September 20, 2023 Denmark (Copenhagen)
I will be attending and presenting a poster at the workshop ‘Generative models and uncertainty quantification’, GenU 2023.
June 20, 2023 U.S. (Hawaii)
Our paper ‘Improving Training of Likelihood-based Generative Models with Gaussian Homotopy’ has been accepted at ICML Workshop on Structured Probabilistic Inference and Generative Modeling 2023!
May 31, 2023
Check out our new paper: ‘One-Line-of-Code Data Mollification Improves Optimization of Likelihood-based Generative Models’!
April 24, 2023 U.S. (Hawaii)
Our paper ‘Fully Bayesian Autoencoders with Latent Sparse Gaussian Processes’ has been accepted at ICML 2023!
February 09, 2023
Check out our new paper: ‘Fully Bayesian Autoencoders with Latent Sparse Gaussian Processes’!
November 30, 2022 U.S. (New Orleans)
I will be attending the NeurIPS conference and presenting our JMLR paper.
October 01, 2022 U.S. (California, Irvine)
I’m visiting the groups of Professors Stephan Mandt and Babak Shahbaba at UCI for three months.

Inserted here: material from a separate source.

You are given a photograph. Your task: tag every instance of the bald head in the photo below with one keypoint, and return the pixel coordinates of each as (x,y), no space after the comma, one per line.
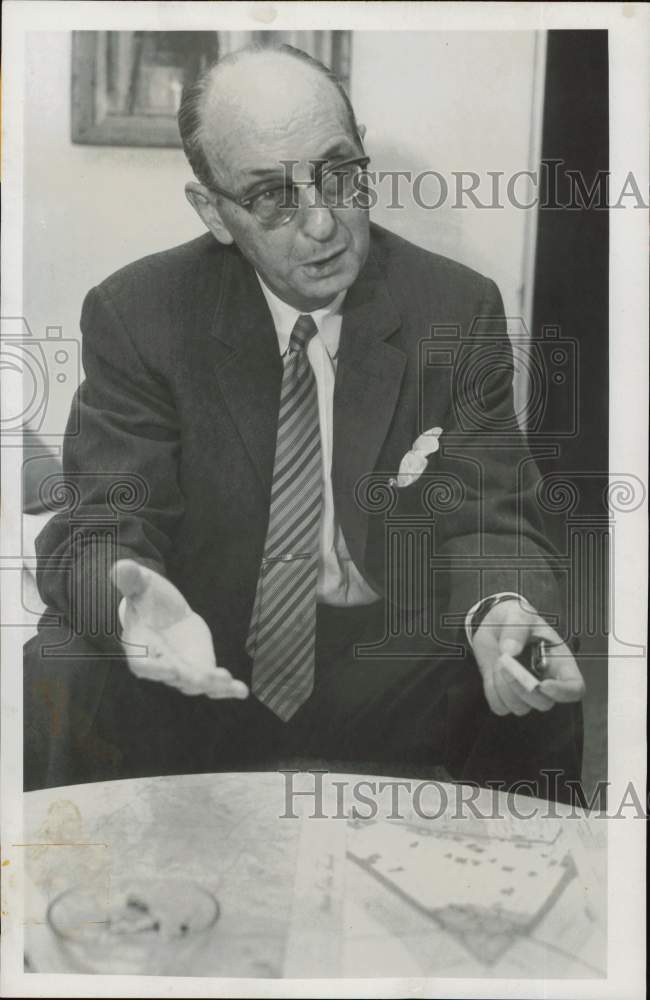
(259,101)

May 09, 2022 US (California)
I’ve had a California trip during April 26th ~ May 8th to visit and give talks at Ermon’s lab (Stanford) and Mandt’s lab (UCI).
April 01, 2022 U.S. (Washington, DC)
Accepted for a contributed talk at Joint Statistical Meetings (JSM) 2022 on ‘Functional Priors for Bayesian Deep Learning’.
March 25, 2022
Our paper ‘All You Need is a Good Functional Prior for Bayesian Deep Learning’ has been accepted by JMLR!
March 24, 2022 Canada (Montreal)
Received an ISBA Travel Award for Young Researchers.
March 21, 2022 Germany (online)
Invited talk at the SIAM Conference on Imaging Science (IS22), organized by Society for Industrial and Applied Mathematics.
March 01, 2022 Canada (Montreal)
Accepted for a contributed talk at ISBA 2022 World Meeting on ‘Functional Priors for Bayesian Deep Learning’.
September 28, 2021 Australia (online)
Our paper ‘Model Selection for Bayesian Autoencoders’ has been accepted at NeurIPS 2021!
September 01, 2021
Invited to serve as a reviewer for AISTATS.
June 11, 2021
Check out our new paper: ‘Model Selection for Bayesian Autoencoders’!
February 17, 2021 UK (online)
Invited talk at the Data Centric Engineering group, Alan Turing Institute, UK (virtual): ‘Functional priors for Bayesian neural networks’.
January 12, 2021
The paper ‘Functional Priors for Bayesian Neural Networks through Wasserstein Distance Minimization to Gaussian Processes’ has been accepted at the 3rd Symposium on Advances in Approximate Bayesian Inference 2021!
November 26, 2020
Check out our new paper: ‘All You Need is a Good Functional Prior for Bayesian Deep Learning’!
September 14, 2020
I have defended successfully my master thesis at Telecom Paris and EURECOM.
September 01, 2020
I have joined EURECOM as a PhD student in Machine Learning.